Obwohl eine saftige Strafe von 60 Euro und ein Strafpunkt in Flensburg drohen, werden in Mecklenburg-Vorpommern tausende Autofahrer mit einem Handy am Ohr erwischt. Nach Informationen aus dem Schweriner Innenministerium stoppte die Polizei in diesem Jahr bereits 8420 Handy-Sünder. Im gesamten Jahr 2015 waren es 9270 Verstöße – fast doppelt so viele wie 2011 als noch 4968 Personen während der Fahrt mit dem Mobiltelefon am Ohr erwischt wurden.

„Die Polizei stellt oft fest, dass im Auto nicht nur telefoniert, sondern auch gesurft, gemailt und gesimst wird“, sagte Michael Teich, Sprecher des Innenministeriums.
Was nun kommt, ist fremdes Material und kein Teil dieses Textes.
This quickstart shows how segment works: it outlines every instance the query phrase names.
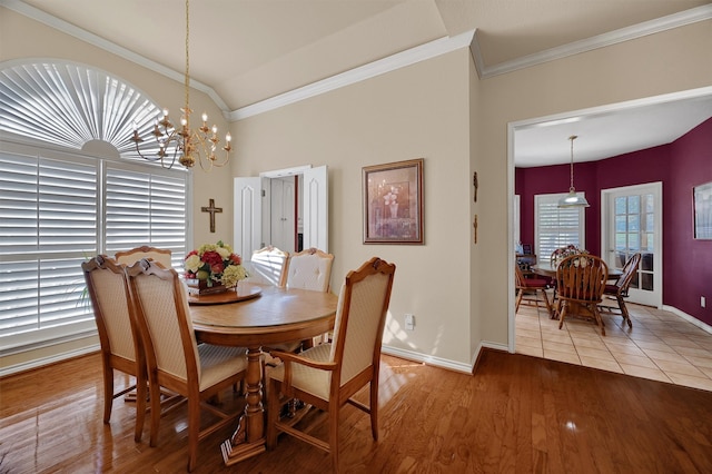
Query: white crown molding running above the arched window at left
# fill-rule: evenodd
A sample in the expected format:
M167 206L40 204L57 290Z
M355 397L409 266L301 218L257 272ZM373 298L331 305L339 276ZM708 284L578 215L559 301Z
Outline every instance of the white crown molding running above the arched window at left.
M184 83L185 82L185 75L182 72L178 72L175 71L170 68L167 68L156 61L152 61L141 55L138 55L134 51L130 51L123 47L120 47L111 41L108 41L103 38L101 38L100 36L97 36L95 33L91 33L87 30L83 30L81 28L78 28L67 21L60 20L57 17L53 17L49 13L43 12L42 10L39 10L32 6L29 6L27 3L24 3L23 1L20 0L0 0L0 6L6 7L17 13L23 14L28 18L31 18L32 20L39 21L41 23L47 24L48 27L51 27L56 30L59 30L63 33L70 34L77 39L80 39L81 41L88 42L89 45L96 46L97 48L101 48L106 51L109 51L116 56L119 56L123 59L127 59L131 62L135 62L139 66L145 67L146 69L149 69L154 72L158 72L159 75L162 75L169 79L172 79L177 82ZM217 92L215 91L215 89L212 89L211 87L195 80L194 78L190 78L190 87L199 90L201 92L205 92L206 95L208 95L210 97L210 99L212 99L212 101L222 110L222 116L225 116L227 118L227 113L229 111L229 108L227 107L227 103L225 103L225 101L222 100L222 98L220 96L217 95Z

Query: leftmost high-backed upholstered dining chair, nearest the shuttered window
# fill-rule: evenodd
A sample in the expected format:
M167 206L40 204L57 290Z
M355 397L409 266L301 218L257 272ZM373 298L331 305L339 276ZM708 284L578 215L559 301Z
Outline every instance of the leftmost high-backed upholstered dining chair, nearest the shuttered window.
M141 441L146 415L146 358L136 322L129 310L129 289L123 266L106 255L81 264L87 293L97 322L103 374L103 423L111 417L113 399L136 391L136 431ZM135 377L136 384L113 392L113 371Z

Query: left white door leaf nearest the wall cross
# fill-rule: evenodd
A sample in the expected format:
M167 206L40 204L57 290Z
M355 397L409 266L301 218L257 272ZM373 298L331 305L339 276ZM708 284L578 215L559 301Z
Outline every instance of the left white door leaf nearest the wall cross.
M235 251L249 261L254 250L263 248L261 178L235 178L233 201L235 208Z

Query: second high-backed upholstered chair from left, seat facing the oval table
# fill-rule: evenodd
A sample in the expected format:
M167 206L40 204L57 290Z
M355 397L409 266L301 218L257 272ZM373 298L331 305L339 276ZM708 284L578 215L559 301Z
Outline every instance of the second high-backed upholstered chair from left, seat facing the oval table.
M198 443L234 423L241 412L226 413L208 399L245 377L247 350L241 347L198 345L190 319L187 293L174 269L142 259L126 268L131 307L146 350L151 403L150 445L158 443L160 423L158 386L188 399L188 471L196 467ZM200 428L201 408L217 423Z

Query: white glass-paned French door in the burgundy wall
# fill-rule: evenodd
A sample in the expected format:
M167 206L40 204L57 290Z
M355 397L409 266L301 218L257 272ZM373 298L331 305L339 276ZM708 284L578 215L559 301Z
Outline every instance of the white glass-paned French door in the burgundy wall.
M622 268L629 257L642 254L629 300L662 306L662 182L601 191L602 250L612 268Z

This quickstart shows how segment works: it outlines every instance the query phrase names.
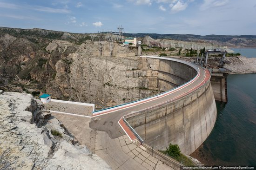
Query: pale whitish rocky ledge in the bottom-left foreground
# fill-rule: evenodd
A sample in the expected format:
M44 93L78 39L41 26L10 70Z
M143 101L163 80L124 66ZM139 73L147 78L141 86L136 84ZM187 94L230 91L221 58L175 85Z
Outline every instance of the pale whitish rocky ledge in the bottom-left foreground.
M0 169L110 169L42 109L30 95L0 92Z

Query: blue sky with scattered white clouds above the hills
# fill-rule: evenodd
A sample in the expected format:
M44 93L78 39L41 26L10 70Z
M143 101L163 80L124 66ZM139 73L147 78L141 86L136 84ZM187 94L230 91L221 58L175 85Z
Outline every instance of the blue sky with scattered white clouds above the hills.
M256 35L256 0L0 0L0 26L97 33Z

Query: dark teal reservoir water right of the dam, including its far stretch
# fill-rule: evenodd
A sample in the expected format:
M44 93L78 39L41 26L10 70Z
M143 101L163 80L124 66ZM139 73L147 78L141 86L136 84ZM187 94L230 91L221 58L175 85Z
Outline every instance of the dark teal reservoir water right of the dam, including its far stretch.
M216 102L216 124L191 156L205 165L255 166L256 74L229 75L227 81L228 103Z

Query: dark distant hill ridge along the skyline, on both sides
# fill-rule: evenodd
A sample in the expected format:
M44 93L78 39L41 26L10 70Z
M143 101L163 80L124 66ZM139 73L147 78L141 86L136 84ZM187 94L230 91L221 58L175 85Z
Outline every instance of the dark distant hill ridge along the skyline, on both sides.
M40 28L21 29L0 27L0 33L8 33L13 36L32 36L48 39L62 39L69 41L83 41L91 39L86 33L68 33L61 31L46 30ZM158 34L158 33L124 33L126 37L150 36L153 39L173 39L189 42L209 43L219 46L256 48L256 35L194 35L194 34ZM95 39L97 40L97 38Z

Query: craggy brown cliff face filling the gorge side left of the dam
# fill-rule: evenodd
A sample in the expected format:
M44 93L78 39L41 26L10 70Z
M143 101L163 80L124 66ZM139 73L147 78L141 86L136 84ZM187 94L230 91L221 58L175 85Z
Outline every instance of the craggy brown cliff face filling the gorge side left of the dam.
M136 48L90 40L66 40L0 34L0 76L28 91L104 108L158 93L148 89L147 71L138 69ZM97 57L98 56L98 57ZM116 57L119 58L116 58ZM21 84L21 85L20 85Z

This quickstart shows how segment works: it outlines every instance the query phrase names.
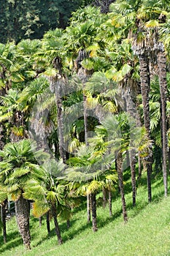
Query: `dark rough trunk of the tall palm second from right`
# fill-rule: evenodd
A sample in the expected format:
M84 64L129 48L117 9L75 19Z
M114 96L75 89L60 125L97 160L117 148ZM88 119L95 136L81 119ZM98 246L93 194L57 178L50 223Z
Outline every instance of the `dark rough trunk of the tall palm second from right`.
M144 113L144 127L147 130L147 136L150 139L150 105L149 105L149 93L150 93L150 69L149 60L145 53L139 56L140 64L140 80L141 80L141 92L142 92L142 103ZM152 200L151 190L151 173L152 173L152 150L149 148L149 154L145 157L147 165L147 192L148 202Z

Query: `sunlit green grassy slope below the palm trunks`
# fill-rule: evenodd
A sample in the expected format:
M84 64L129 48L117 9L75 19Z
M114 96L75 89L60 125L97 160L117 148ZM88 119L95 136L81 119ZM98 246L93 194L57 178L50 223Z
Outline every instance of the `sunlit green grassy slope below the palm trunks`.
M97 233L86 224L85 209L73 214L69 230L65 222L60 222L62 246L57 244L53 222L52 233L48 236L45 220L39 227L39 221L31 218L32 250L26 252L14 218L7 222L7 245L3 245L2 238L0 240L0 255L170 255L170 197L163 198L163 181L155 179L152 183L153 202L148 205L145 178L143 181L137 189L135 209L131 206L130 181L125 184L128 224L123 224L120 197L115 197L112 204L112 218L109 218L108 208L98 207Z

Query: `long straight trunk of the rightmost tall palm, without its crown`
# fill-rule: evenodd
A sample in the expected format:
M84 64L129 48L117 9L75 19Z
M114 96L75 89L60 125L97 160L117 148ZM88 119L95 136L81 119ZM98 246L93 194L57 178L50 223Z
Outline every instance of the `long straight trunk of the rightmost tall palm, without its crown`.
M167 181L167 138L166 138L166 55L164 50L158 53L158 67L159 67L159 86L161 94L161 138L162 138L162 155L163 155L163 184L164 195L168 195L168 181Z

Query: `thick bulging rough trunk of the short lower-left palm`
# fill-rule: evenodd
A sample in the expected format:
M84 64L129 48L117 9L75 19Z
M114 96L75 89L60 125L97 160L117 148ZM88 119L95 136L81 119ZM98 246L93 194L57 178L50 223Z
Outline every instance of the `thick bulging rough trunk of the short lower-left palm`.
M23 238L23 244L26 249L31 249L31 236L29 230L29 202L20 195L18 200L15 201L15 214L18 223L20 235Z

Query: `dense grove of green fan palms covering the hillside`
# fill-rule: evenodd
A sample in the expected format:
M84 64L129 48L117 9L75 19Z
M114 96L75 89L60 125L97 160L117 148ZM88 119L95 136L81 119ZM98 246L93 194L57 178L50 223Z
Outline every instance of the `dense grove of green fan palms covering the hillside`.
M96 195L109 202L130 166L132 204L136 176L169 167L169 1L115 1L109 12L87 6L72 13L66 29L42 39L0 44L0 200L15 201L23 244L31 249L30 209L58 216L70 226L72 209L87 203L87 222L97 227ZM126 165L125 165L126 163Z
Die Folgen für die Verkehrssicherheit sind dramatisch. Denn wer bei Tempo 50 den Blick nur für zwei Sekunden von der Straße abwendet, fährt mehr als 20 Meter im Blindflug. Der ADAC schätzt, dass jeder zehnte Unfall, bei dem ein Mensch zu Schaden kommt, durch Ablenkung ausgelöst wird. Nach Angaben der Gewerkschaft der Polizei (GdP) ist das Telefonieren während der Fahrt genauso gefährlich wie das Fahren mit 0,8 Promille. Wer eine SMS schreibt, reagiere genauso eingeschränkt wie etwa mit 1,1 Promille.

Nach einer Umfrage der DA Direkt Versicherung nutzen 30 Prozent der Deutschen am Steuer ihr Mobiltelefon. Besonders häufig greifen Autofahrer in Hamburg und Mecklenburg-Vorpommern zum Handy, wo 68 bzw. 64 Prozent von ihnen zugeben, unterwegs zu telefonieren.

Zugenommen hat in Mecklenburg-Vorpommern auch die Zahl der telefonierenden Radfahrer. 829 Verstöße registrierte die Polizei in diesem Jahr bisher – hier droht ein Verwarngeld von 25 Euro.

Das Bundesverkehrsministerium plant eine Strafverschärfung für Handy-Sünder. Wer das Mobiltelefon im Auto verbotswidrig nutzt, muss künftig mit 100 statt 60 Euro Strafe rechnen. Wer zusätzlich den Straßenverkehr gefährdet, soll sogar 150 Euro zahlen und erhält außerdem einen Monat Fahrverbot.